Lo scorso 6 febbraio allo Stade de France i Blues sono riusciti a imporsi 23-21 in un incontro dall’intensità pazzesca dove capitan Parisse avrebbe potuto regalare ai suoi il successo con l’ultimo possesso, ma il drop mancato è costato la debacle. Evento scelto come riapertura dello Stade de France, chiuso tre mesi prima dopo l’amichevole calcistica tra Francia e Germania.

Un passo per cominciare

Ancora indelebili i tragici momenti accaduti il 13 novembre 2015, quando Parigi è stata messa a ferro e fuoco dagli spietati attacchi terroristici orchestrati da un commando armato collegato all’autoproclamato Stato Islamico.
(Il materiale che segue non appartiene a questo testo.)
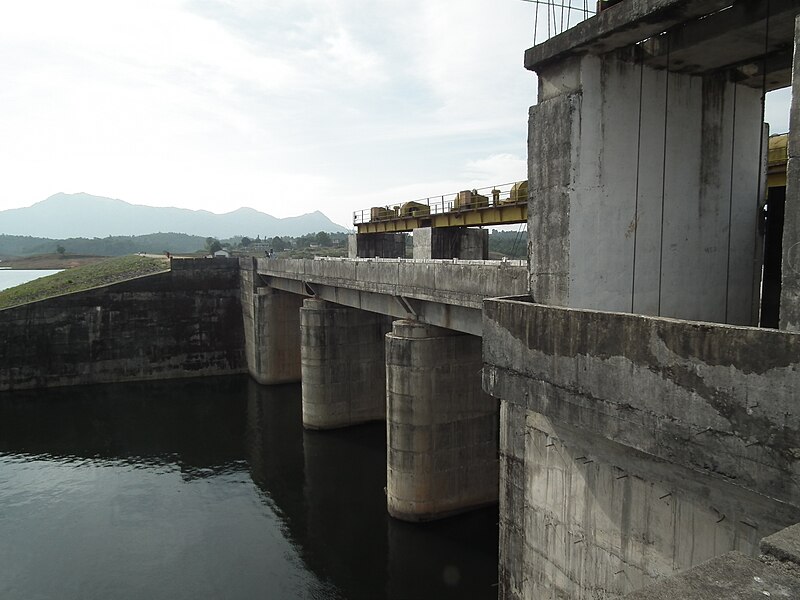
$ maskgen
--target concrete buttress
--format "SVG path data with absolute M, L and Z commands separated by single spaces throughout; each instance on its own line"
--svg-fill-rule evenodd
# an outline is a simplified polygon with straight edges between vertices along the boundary
M 395 321 L 386 336 L 389 514 L 426 521 L 498 497 L 498 403 L 479 337 Z
M 384 336 L 391 318 L 309 298 L 300 311 L 303 425 L 386 418 Z

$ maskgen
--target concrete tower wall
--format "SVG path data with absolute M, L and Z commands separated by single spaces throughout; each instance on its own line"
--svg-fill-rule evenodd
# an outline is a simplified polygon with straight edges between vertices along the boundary
M 721 77 L 597 56 L 541 69 L 528 159 L 537 302 L 752 323 L 760 91 Z

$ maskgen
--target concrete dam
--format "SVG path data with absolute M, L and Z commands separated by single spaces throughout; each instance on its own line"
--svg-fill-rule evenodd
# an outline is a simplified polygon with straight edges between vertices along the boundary
M 800 4 L 602 7 L 525 53 L 527 261 L 454 226 L 413 258 L 382 231 L 348 259 L 175 259 L 0 312 L 0 391 L 300 381 L 306 428 L 386 421 L 392 516 L 499 502 L 500 598 L 800 596 Z

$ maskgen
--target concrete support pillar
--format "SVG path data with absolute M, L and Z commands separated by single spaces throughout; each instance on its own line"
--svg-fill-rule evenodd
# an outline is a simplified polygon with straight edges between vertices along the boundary
M 489 230 L 474 227 L 423 227 L 414 230 L 414 258 L 488 260 Z
M 244 262 L 240 273 L 247 370 L 265 385 L 300 381 L 303 297 L 259 285 L 255 269 Z
M 306 299 L 300 311 L 303 425 L 335 429 L 386 418 L 384 315 Z
M 386 336 L 389 514 L 426 521 L 497 502 L 498 403 L 481 339 L 416 321 Z
M 783 220 L 780 328 L 800 331 L 800 17 L 795 21 L 794 43 Z
M 350 258 L 405 258 L 405 233 L 352 233 L 347 238 Z
M 553 61 L 538 74 L 534 299 L 754 324 L 760 90 L 612 56 Z

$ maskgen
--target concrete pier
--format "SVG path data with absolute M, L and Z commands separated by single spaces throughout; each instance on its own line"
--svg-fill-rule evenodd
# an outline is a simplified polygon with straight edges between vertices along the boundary
M 300 310 L 303 426 L 386 418 L 384 336 L 390 317 L 309 298 Z
M 423 227 L 414 230 L 414 258 L 487 260 L 489 230 L 475 227 Z
M 350 258 L 404 258 L 405 233 L 353 233 L 348 236 Z
M 242 319 L 247 370 L 258 383 L 300 381 L 300 307 L 303 297 L 261 283 L 241 268 Z
M 426 521 L 498 496 L 498 405 L 481 390 L 481 340 L 395 321 L 386 336 L 389 514 Z

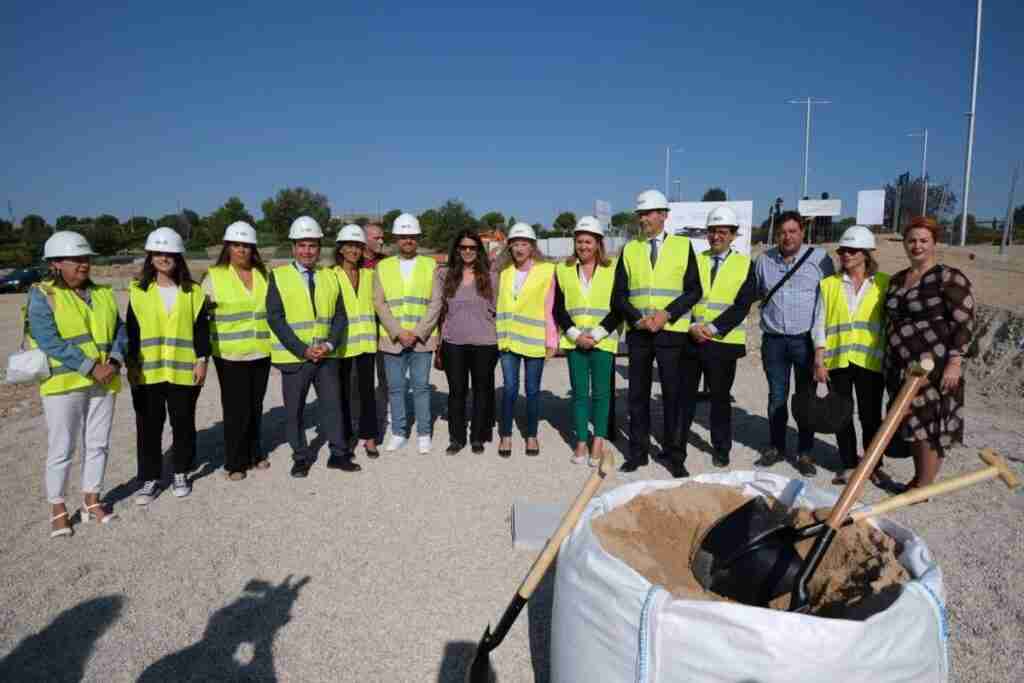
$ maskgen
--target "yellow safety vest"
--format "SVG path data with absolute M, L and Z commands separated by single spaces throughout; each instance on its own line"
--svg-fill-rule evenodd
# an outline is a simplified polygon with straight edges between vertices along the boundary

Numerose vittime ricordate in una partita spettacolare, che, secondo le regole morali tanto diffuse nella disciplina, oltre a offrire allegria ha mostrato grande fair-play. Ulteriore incentivo il Trofeo Garibaldi, assegnato ogni anno al trionfatore fra i due XV nella manifestazione.

Le soddisfazioni raccolte

Tradizione partita il 3 febbraio 2007 allo Stadio Flaminio di Roma, nello scontro vinto dai transalpini con un dilagante 39-3. Dominio assoluto riflesso sullo score generale, dati gli 8 successi che i ‘galletti’ hanno già conquistato, mentre gli azzurri ne vantano solo due. Il primo risale al 12 marzo 2011, chiuso 22-21 a proprio favore grazie a una stoica rimonta partita dal passivo di 18-6. Capovolgimento straordinario reso possibile grazie alle eccellenti prestazioni offerte da Andrea Masi e Mirco Bergamasco, letale sui calci piazzati. Giunti al 2013 i vicecampioni del mondo vengono stavolta sconfitti 23-18 in un Olimpico gremito, esaltato soprattutto dalle performance di Parisse e Castrogiovanni.